1Department of Cardiothoracic-Vascular Anesthesia and Intensive Care, IRCCS Policlinico San Donato, Milan, Italy. 2Department of Cardiac Surgery, IRCCS Policlinico San Donato, Milan, Italy.
Crit Care Med. 2013 Nov;41(11):2476-83. doi: 10.1097/CCM.0b013e3182978dfc.
Preoperative intra-aortic balloon pump use in high-risk patients undergoing surgical coronary revascularization is still a matter of debate. The objective of this study is to determine whether the preoperative use of an intra-aortic balloon pump improves the outcome after coronary operations in high-risk patients.
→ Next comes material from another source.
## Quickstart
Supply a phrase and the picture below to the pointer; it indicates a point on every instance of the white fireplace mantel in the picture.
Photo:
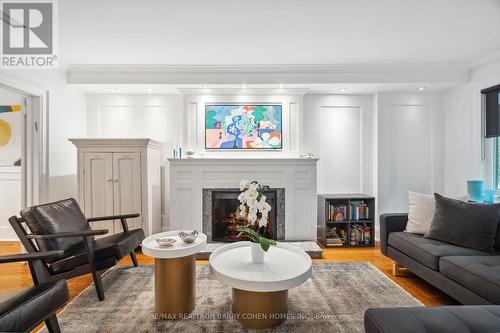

Single-center prospective randomized controlled trial.
Tertiary cardiac surgery center, research hospital.
One hundred ten subjects undergoing coronary operations, with a poor left ventricular ejection fraction (< 35%) and no hemodynamic instability.
Patients randomized to receive preincision intra-aortic balloon pump or no intervention.
The primary outcome measurement was postoperative major morbidity rate, defined as one of prolonged mechanical ventilation, stroke, acute kidney injury, surgical revision, mediastinitis, and operative mortality. There was no difference in major morbidity rate (40% in intra-aortic balloon pump group and 31% in control group; odds ratio, 1.49 [95% CI, 0.68-3.33]). No differences were observed for cardiac index before and after the operation; at the arrival in the ICU, patients in the intra-aortic balloon pump group had a significantly (p = 0.01) lower mean systemic arterial pressure (80.1 ± 15.1 mm Hg) versus control group patients (89.2 ± 17.9 mm Hg). Fewer patients in the intra-aortic balloon pump group (24%) than those in the control group (44%) required dopamine infusion (p = 0.043).
This study demonstrates that in patients undergoing nonemergent coronary operations, with a stable hemodynamic profile and a left ventricular ejection fraction less than 35%, the preincision insertion of intra-aortic balloon pump does not result in a better outcome. Given the possible complications of intra-aortic balloon pump insertion, and the additional cost of the procedure, this approach is not justified.
高危患者在接受外科冠状动脉血运重建术前行主动脉内球囊泵治疗仍存在争议。本研究旨在确定高危患者行冠状动脉手术后,术前使用主动脉内球囊泵是否能改善预后。
单中心前瞻性随机对照试验。
三级心脏手术中心,研究医院。
110 例行冠状动脉手术的患者,左心室射血分数(EF)差(<35%)且无血流动力学不稳定。
患者随机接受术前切开主动脉内球囊泵或不干预。
主要终点是术后主要发病率,定义为机械通气延长、中风、急性肾损伤、手术修正、纵隔炎和手术死亡率之一。主要发病率(主动脉内球囊泵组为 40%,对照组为 31%;比值比,1.49[95%CI,0.68-3.33])无差异。手术前后心指数无差异;在 ICU 到达时,主动脉内球囊泵组患者的平均动脉压明显(p=0.01)较低(80.1±15.1mmHg),而对照组患者为(89.2±17.9mmHg)。主动脉内球囊泵组患者(24%)需要多巴胺输注的人数明显少于对照组(44%)(p=0.043)。
本研究表明,在接受非紧急冠状动脉手术、血流动力学稳定且左心室射血分数<35%的患者中,术前切开插入主动脉内球囊泵并不能改善预后。鉴于主动脉内球囊泵插入可能引起的并发症和手术的额外费用,这种方法是不合理的。